Love him!!!!!!! We all knew you'd get him after all.  

I'll tell you if I think of a name...


----------



## Calmwaters

LOL Yes I am afraid I could not control myself. I just had to have him. LOL


----------



## ChristinaRoss

hes unique! i dont see purple ones too often like him. hes very nice!


----------



## Calmwaters

Thank you. Now if I could just find a white one, and a half moon of any color I would be set. Maybe. ; )


----------



## vaygirl

So, so perty! I love that color. Can't think of a name. Well, how bout Victor? V for voilet but Victor cause he's a boy. That's how I got Tango, off the Nato Phonetic alphabet, Alpha, Bravo, Charlie and all that. T was for Tangerine but it seemed to girly so my husband had that idea.


----------



## Calmwaters

I like Victor. Anyone else have any suggestions?


----------



## k stiles

I like lucian (LOO-shin) and he is gorgeous


----------



## ChristinaRoss

i like victor too


----------



## ChristinaRoss

im gonna find you A halfmoon yet!


----------



## Jupiter

I always thought Lucian was ronounced loo-see-an.

I've never seen a purple male before! And he is actually PURPLE! So lovely. 

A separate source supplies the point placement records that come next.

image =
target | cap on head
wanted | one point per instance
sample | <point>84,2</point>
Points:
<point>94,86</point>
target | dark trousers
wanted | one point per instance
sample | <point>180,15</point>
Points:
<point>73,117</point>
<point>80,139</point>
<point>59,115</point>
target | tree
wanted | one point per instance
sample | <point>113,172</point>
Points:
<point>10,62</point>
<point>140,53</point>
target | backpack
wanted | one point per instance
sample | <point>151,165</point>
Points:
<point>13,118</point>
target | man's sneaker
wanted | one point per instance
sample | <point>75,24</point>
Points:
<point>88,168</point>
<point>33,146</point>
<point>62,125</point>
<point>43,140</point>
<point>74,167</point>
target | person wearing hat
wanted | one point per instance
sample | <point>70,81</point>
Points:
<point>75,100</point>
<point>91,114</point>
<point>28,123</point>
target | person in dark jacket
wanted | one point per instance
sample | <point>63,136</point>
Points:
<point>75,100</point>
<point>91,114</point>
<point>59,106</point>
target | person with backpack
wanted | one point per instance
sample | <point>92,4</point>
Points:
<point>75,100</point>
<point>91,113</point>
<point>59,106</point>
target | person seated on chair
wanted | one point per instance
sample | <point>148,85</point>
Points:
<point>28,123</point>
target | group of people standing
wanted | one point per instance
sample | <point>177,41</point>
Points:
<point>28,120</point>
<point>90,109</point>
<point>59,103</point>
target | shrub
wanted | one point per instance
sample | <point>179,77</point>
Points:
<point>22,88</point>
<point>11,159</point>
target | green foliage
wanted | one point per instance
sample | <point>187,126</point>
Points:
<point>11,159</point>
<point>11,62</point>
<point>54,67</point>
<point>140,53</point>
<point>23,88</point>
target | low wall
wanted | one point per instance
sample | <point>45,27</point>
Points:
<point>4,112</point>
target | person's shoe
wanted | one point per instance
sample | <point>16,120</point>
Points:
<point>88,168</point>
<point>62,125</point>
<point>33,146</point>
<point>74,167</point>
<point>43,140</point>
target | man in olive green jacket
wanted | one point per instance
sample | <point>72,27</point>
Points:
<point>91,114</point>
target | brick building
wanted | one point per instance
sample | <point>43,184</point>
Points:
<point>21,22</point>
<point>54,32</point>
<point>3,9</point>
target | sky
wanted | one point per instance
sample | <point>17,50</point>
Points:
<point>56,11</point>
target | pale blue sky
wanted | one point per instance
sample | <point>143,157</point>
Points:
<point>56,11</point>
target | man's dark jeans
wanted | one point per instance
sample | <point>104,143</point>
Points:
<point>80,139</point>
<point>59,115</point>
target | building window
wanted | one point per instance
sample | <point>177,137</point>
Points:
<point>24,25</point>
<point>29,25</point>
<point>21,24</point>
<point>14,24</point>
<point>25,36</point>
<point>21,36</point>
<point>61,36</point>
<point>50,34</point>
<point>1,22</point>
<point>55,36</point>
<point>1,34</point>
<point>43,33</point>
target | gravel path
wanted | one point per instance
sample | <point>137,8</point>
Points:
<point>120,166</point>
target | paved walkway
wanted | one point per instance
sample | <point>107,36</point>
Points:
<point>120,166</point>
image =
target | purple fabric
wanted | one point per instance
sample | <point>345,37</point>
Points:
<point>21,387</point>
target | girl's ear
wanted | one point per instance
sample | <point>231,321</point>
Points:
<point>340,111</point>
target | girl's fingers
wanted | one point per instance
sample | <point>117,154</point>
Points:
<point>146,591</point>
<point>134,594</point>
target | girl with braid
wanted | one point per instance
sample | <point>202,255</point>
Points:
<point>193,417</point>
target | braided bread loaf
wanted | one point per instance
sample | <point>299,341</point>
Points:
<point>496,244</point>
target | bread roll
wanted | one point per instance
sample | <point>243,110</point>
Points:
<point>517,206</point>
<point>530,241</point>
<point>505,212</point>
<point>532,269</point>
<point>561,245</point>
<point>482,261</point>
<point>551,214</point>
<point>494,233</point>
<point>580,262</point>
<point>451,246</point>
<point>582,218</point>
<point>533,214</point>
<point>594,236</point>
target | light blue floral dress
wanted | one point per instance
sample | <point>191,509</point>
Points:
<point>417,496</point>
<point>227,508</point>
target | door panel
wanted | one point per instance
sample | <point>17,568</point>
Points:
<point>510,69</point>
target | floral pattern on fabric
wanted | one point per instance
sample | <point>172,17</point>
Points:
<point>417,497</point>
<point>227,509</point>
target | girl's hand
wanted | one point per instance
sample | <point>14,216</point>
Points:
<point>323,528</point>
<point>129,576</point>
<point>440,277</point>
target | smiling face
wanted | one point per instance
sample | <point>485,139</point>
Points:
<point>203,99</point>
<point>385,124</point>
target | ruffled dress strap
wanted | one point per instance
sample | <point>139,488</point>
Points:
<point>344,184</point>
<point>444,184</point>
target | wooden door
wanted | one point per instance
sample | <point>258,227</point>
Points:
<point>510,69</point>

I can't think of anything though.


----------



## k stiles

either way works kind of like aunt (ant) or (aunt) you know


----------



## dh5daaaccfdd

Bold, Radient, Graceful, Starry, Blare and Moon light.


----------



## Elaina

I like Victor


----------



## nochoramet

I have your fishes twin in crowntail form! He's the same color purple! So of course I love your fish, he's very pretty!


----------



## Romad

So pretty! I would love a purple boy. How about Barney? Or Purple Rain?


----------



## doggyhog

LOL! BARNEY!!!! Love it!


----------



## dramaqueen

Barney would be cute!!


----------



## Calmwaters

LOL Barney is cute! But I think I will go with Victor because it sound more fancy. LOL


----------



## ChristinaRoss

Mr. Fancy Pants.............LOL


----------



## ChristinaRoss

nope, im gonna use that name for one of my new halfmoons, lol


----------



## Calmwaters

LOL Thanks you guys he is now dubbed Prince Victor. LOL


----------



## janleo54106

I like it! Prince Victor is pretty. I really want a purple betta someday.


----------



## Calmwaters

I had never seen one like him until I bought him. I am glad he was still there when I went back to buy him.


----------



## cindylou

*Hes a very pretty boy, I like the name Concord, you know like the grape jelly? I think it would suit him.;-)*


----------



## Calmwaters

LOL I had not thought of Concord which is wierd because I love the jelly, exspecially on a peanut butter sandwich. LOL


----------



## nochoramet

Well if anyone went with Purple Rain it would have to be Purple Rain II because I have Purple Rain I lol!


----------



## dramaqueen

lol!!!


----------



## LaniBaby

how about "jasper?" it's a purple gemstone!  i was going to suggest "chalcedony", another purple gemstone, but it seems less manly. Jasper is a form of chalcedony that appears in purple.


----------



## bettaowner101

I never seen a purple Betta in person but, He is very pretty!


----------



## Calmwaters

Thank you both.


----------



## JamieTron

pretty! My female Amethyst would go great with him, she's the exact same purple! They would make pretty babies ;-) lol


----------



## Calmwaters

I also have a purple female that I was thinking would go great with him if I ever decide to breed them. I would also use her for my white and purple male Indigo.


----------